Embrace The Red: AWS Kiro: Arbitrary Code Execution via Indirect Prompt Injection

Source URL: https://embracethered.com/blog/posts/2025/aws-kiro-aribtrary-command-execution-with-indirect-prompt-injection/
Source: Embrace The Red
Title: AWS Kiro: Arbitrary Code Execution via Indirect Prompt Injection

Feedly Summary: On the day AWS Kiro was released, I couldn’t resist putting it through some of my Month of AI Bugs security tests for coding agents.
AWS Kiro was vulnerable to arbitrary command execution via indirect prompt injection. This means that a remote attacker, who controls data that Kiro processes, could hijack it to run arbitrary operating system commands or write and run custom code.
In particular two attack paths that enabled this with AWS Kiro were identified:

AI Summary and Description: Yes

Summary: The text highlights a significant security vulnerability in AWS Kiro, specifically an arbitrary command execution vulnerability via indirect prompt injection.
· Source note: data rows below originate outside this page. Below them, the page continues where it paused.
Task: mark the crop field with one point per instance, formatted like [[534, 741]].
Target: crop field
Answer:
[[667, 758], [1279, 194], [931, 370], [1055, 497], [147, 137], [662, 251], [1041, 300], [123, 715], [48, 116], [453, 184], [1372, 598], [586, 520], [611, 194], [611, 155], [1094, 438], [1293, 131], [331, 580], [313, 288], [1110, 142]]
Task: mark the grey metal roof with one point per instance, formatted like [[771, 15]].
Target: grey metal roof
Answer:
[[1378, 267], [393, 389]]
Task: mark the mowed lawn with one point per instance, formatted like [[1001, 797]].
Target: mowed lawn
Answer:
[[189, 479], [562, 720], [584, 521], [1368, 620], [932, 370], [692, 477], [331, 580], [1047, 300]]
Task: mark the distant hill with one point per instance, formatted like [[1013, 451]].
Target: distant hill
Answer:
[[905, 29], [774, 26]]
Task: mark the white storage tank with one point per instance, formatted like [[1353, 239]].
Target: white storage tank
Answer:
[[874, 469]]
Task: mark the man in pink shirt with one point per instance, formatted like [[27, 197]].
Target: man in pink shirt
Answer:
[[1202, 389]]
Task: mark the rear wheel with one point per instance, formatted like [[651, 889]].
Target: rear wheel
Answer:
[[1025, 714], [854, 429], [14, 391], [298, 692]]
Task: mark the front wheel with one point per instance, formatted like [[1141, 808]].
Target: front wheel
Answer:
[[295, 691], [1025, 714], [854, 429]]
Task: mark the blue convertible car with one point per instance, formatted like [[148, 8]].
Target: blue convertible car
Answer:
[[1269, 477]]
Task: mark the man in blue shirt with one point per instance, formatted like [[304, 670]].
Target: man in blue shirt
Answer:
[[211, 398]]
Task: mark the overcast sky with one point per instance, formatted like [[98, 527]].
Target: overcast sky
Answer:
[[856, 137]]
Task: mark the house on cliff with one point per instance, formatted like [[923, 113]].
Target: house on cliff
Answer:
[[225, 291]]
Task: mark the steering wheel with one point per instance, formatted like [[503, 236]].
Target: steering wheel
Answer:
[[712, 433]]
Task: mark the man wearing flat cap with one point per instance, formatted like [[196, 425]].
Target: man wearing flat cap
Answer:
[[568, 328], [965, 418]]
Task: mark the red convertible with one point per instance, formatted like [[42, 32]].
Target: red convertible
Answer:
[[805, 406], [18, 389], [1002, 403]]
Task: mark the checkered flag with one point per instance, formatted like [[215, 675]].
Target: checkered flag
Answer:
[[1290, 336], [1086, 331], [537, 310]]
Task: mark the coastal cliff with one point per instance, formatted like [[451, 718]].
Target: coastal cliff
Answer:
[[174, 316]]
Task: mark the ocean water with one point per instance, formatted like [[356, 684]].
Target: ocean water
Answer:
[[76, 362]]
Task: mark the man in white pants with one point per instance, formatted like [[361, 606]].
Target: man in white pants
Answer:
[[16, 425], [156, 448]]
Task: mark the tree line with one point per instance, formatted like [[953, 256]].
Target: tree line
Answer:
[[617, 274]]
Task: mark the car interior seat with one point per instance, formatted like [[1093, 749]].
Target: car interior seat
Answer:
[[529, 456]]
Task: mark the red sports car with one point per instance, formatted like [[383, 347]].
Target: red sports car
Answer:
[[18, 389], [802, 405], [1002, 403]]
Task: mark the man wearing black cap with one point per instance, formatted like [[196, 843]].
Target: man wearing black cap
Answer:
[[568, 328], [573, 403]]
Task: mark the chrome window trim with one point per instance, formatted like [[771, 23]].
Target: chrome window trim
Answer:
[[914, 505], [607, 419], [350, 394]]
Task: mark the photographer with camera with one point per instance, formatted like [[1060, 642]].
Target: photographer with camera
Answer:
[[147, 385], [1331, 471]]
For professionals in AI and cloud security, this underscores the critical need for robust testing frameworks in AI systems to mitigate potential exploits.

Detailed Description:
The provided text discusses a security assessment of AWS Kiro, an AI coding agent, revealing a critical vulnerability that allows malicious actors to execute unauthorized commands remotely. This finding is particularly relevant for security professionals in cloud computing and AI domains, emphasizing the importance of proactive security measures.

Key Points:
– **Product Tested**: AWS Kiro, an AI coding agent
– **Vulnerability Identified**: Arbitrary command execution through indirect prompt injection
– **Attack Vector**: A remote attacker with control over the data processed by Kiro can exploit this vulnerability to run unauthorized OS commands or execute custom code
– **Specific Attack Paths**: The analysis points to two specific methods by which the vulnerability could be exploited

Practical Implications:
– **Security Testing**: The issue highlights the necessity for continuous security testing and auditing of AI systems, especially those deployed in production environments.
– **Defense in Depth**: Implementing layers of security controls can help mitigate such risks—emphasizing the significance of adopting a Zero Trust framework in AI and cloud domains.
– **Awareness and Response**: Security professionals should stay informed about such vulnerabilities to ensure that corrective measures are taken promptly to secure systems against potential exploits.

This analysis reinforces the critical nature of vigilance in security practices, especially as cloud-based AI solutions become more prevalent and integral to infrastructure.